Sin noticias de la ortografía

Hablaba el otro día con un amigo sobre el enorme daño que las redes sociales están haciendo al modo de hablar y escribir de las nuevas generaciones. Él, lingüista de profesión, me refería que los jóvenes se han mimetizado de tal modo con Whatsapp, Facebook o Instagram que, incluso en un examen, hay casos en los que la redacción comienza con un: “Hola, ¿qué tal? Voy a escribir de….”. Sin lugar a dudas, para aquellos cuya única relación con el mundo digital en nuestra juventud fue la Enciclopedia Encarta y los mensajes de texto, esta situación se nos presenta algo grande. Y más aún, para los que amamos profundamente nuestra lengua española. No solo porque forma parte de nuestro medio de vida sino porque, en sí misma, nos la da.
Según un estudio sobre los hábitos de escritura de los jóvenes en los dispositivos móviles de la Universidad de Alcalá de Henares, se desprende que el 90% de los jóvenes entre 14 y 30 años ha admitido cometer faltas de ortografíacuando escriben en las redes sociales y otro 88,5% ha asumido que no cuidan la elaboración de sus textos al escribir en dispositivos móviles como lo harían en otro formato. Además, señala que en torno al 20% de los estudiantes de la ESO afirman “escribir como hablan”, datos todos ellos escalofriantes.

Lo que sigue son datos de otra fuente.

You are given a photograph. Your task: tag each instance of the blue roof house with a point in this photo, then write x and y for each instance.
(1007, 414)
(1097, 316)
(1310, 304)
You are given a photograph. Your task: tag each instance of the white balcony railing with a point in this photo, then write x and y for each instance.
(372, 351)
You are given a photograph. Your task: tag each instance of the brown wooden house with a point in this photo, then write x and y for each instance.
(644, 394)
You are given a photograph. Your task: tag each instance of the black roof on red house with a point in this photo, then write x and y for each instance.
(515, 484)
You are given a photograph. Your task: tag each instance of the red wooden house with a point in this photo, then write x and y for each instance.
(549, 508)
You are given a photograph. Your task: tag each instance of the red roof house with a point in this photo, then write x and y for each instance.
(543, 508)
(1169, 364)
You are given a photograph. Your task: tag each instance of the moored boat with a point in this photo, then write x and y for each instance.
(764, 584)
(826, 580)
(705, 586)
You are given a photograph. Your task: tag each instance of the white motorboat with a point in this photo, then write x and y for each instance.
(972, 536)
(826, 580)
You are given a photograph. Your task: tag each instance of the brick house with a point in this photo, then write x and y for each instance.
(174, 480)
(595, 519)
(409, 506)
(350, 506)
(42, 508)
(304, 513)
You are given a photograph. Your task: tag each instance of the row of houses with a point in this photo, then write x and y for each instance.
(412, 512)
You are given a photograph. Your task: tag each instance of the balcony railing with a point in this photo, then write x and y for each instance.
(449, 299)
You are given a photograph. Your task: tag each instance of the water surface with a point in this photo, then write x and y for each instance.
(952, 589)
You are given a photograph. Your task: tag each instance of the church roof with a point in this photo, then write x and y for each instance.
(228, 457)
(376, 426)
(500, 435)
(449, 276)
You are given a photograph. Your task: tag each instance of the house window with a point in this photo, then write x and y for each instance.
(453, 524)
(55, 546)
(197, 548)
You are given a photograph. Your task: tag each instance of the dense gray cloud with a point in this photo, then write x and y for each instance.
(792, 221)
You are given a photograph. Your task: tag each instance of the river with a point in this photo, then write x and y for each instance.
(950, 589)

Nuestro estilo de vida, en el que la rapidez prima sobre todas las cosas, destaca a su vez por la falta de amor por la lectura, ambos factores que podrían situarse, entren otros, como primordiales a la hora de que nuestros jóvenes, no olvidemos que también incluye a parte del sector universitario, desechen la idea de que escribir bien es una necesidad.
Nuestro modo de escribir y de expresarnos dice mucho de nosotros mismos. No podemos ni debemos olvidar la relevancia de saber leer para saber escribir, saber escribir para saber pensar y saber pensar para poder expresar. No existe materia prima para la escritura más trascendental que la lectura, lo que nos permite crear obras no sólo con sentido lingüístico, sino bellas, profundas y ricas en un idioma cuyo Diccionario de la Real la Academia Española contiene 88.000 palabras. De media, un ciudadano utiliza unas 5.000 palabras mientras que, como dato relevante, podríamos citar que Cervantes en ‘El Quijote’ empleó casi 23.000 palabras diferentes. En un idioma cargado de sinónimos, es resulta capital referir que, si reducimos nuestro vocabulario, se empobrece nuestro pensamiento y, en consecuencia, somos menos críticos.¿Por qué las personas toleran no ser buenos lectores pero si les referimos que no saben escribir y, por consiguiente pensar, lastimamos su orgullo? Reflexionemos sobre ello.
Un idioma que atesora más de mil años de historia, cuyo embrión procede del siglo III antes de Cristo con el latín vulgar del Imperio Romano, que Alfonso X El Sabio afianzaría en el siglo XIII aceptando la escritura de obras importantes a nuestra lengua, del que solo en 2018 se registraron 76.000 nuevos títulos en las estanterías de las librerías españolas, que se alza como la segunda lengua más hablada del mundo y la tercera en importancia junto al inglés y al chino… ¿acaso no merece ser tenido en cuenta? Ya no es excusa el no tener acceso a la lectura, y tampoco lo es para nuestros jóvenes hacer un correcto uso de la ortografía, ese arte y sistema de escribir cada palabra como es su ser y de colocar cada letra en su sitio.
Inefable, etéreo, sempiterno, bonhomía, limerencia, acendrado, serendipia. Muchas son las palabras que, sin saberlo, definen todos esos matices de la vida con mayor exactitud de lo que pensábamos. Porque nuestra lengua es inmensamente rica. No hace falta utilizar la lengua como herramienta profesional para tener la necesidad de escribir correctamente, como podríamos pensar que debiéramos exigir a los periodistas o lingüistas. Escribamos bien por amor propio, por el placer en sí mismo de hacerlo, porque somos dueños de nuestras palabras, y logremos que existan noticias de orografía, pero noticias de las buenas.